A chat with Naru Asian Cuisine owners Li Jing and Vivien Bi
By Luke Baynes
The term “family restaurant” is often tossed around with blithe casualness in reference to any non-chain eatery, but Naru Asian Cuisine, located on Cornerstone Drive in Williston, is a true family affair.
Naru is run by Li Jing Bi and his wife, Li (Vivien) Yu Rong, along with his parents, Li Guotao and Li Meici.
Also contributing to the family business by mingling with customers and spreading general goodwill is Jing and Vivien’s 18-month-old son, Elvin.
Although Guotao and Meici were busy in the kitchen and Elvin declined to be interviewed, Jing and Vivien recently sat down with the Observer to discuss all things Naru.
THE GUANGZHOU CONNECTION
The Li family hails from Guangzhou, the capital and largest city of China’s Guangdong province – historically known as the Canton region of China’s mainland.
Jing, who moved to Vermont in 2000, worked as a cook at Naru for three years under the tutelage of a Korean chef, before purchasing the restaurant from its Chinese owner in 2007.
The confluence of Chinese and Korean cultures is embodied in the restaurant’s name, which the Li family has maintained.
According to Park Yoonjung, a resident of Seoul, South Korea, the phonetic “Naru” (나루 in Korean) means “harbor.” Idiomatically, it can mean a landing place for ferry passengers to congregate.
In keeping with its cross-cultural namesake, Naru remains a melting pot of Chinese and Korean cuisines, offering Cantonese, Hunan, Peking and Shanghai varieties of Chinese food, as well as such popular Korean dishes as bulgogi, bibimbap and kimchi jiigae.
Jing said he kept Korean food on the family menu because it was love at first bite.
“I love it when I first try it,” he said. “Just from my first bite, I decided that I love it.”
Perhaps the most popular item of Naru’s lunchtime cuisine is the bulgogi lunch box, available for $8 (excluding tax).

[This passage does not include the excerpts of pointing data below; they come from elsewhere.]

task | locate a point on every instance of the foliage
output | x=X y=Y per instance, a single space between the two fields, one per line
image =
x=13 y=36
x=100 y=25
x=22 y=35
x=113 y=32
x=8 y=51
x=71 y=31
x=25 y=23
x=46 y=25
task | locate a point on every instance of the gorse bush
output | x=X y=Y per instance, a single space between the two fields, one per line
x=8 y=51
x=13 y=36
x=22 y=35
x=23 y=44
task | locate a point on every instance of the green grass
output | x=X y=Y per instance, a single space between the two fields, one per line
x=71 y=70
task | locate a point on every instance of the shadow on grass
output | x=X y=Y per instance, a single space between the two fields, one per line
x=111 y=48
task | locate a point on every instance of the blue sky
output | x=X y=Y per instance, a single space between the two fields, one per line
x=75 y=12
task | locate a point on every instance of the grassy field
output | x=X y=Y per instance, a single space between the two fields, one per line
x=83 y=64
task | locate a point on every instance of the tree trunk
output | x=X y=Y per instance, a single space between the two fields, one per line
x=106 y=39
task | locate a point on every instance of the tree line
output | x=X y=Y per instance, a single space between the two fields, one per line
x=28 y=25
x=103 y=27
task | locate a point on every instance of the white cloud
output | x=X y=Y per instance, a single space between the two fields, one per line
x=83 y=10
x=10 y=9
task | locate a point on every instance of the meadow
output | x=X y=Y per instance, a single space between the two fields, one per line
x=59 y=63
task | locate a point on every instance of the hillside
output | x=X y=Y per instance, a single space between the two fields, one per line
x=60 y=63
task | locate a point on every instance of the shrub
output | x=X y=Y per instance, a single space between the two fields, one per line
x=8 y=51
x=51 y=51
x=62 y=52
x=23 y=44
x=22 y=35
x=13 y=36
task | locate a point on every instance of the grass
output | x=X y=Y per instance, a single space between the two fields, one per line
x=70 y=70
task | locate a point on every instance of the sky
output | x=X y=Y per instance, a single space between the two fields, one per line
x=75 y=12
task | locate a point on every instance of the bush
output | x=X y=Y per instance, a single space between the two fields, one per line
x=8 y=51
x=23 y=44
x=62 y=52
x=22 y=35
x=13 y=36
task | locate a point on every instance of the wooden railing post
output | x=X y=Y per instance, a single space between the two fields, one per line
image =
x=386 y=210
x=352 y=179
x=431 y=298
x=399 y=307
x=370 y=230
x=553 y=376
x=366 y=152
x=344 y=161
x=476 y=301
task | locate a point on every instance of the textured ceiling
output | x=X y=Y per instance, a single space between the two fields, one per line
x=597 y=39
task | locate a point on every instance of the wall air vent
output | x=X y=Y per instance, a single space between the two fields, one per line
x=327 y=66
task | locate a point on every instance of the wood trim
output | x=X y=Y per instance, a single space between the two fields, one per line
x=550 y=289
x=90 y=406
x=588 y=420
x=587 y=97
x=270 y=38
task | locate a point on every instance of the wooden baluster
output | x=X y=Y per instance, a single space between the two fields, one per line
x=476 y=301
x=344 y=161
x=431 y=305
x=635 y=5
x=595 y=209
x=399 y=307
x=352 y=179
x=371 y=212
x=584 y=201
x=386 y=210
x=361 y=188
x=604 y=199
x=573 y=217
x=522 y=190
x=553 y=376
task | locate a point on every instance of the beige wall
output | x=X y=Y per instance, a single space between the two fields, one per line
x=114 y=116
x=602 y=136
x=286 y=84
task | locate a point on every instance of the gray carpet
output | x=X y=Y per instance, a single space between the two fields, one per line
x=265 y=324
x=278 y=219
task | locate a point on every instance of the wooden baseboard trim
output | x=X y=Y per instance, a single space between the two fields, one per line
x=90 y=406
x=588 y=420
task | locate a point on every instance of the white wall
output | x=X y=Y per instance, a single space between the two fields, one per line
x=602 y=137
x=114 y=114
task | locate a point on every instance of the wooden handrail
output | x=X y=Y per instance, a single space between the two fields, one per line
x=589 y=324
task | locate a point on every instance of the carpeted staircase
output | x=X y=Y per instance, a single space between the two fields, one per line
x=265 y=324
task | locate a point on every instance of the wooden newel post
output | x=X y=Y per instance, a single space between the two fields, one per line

Featuring a bulgogi-style choice of chicken, spicy pork, beef or squid, the meal also includes appetizers of Japanese-style miso soup, kimchi and pickled daikons – along with main course supplements of steamed rice, dumplings, honey mustard dressed salad and japchae.
Vivien, who serves as the welcoming face and voice of the restaurant, said she once asked her husband how she could improve her cooking skills.
She said he responded: “You need to use your heart.”
Jing, who is studying electrical engineering at Vermont Technical College in Williston (in addition to working seven days a week at the restaurant), responded to his wife’s comments after completing an order for pajeon (scallion pancake).
“In this life, if you want something, you have to work for it,” he said.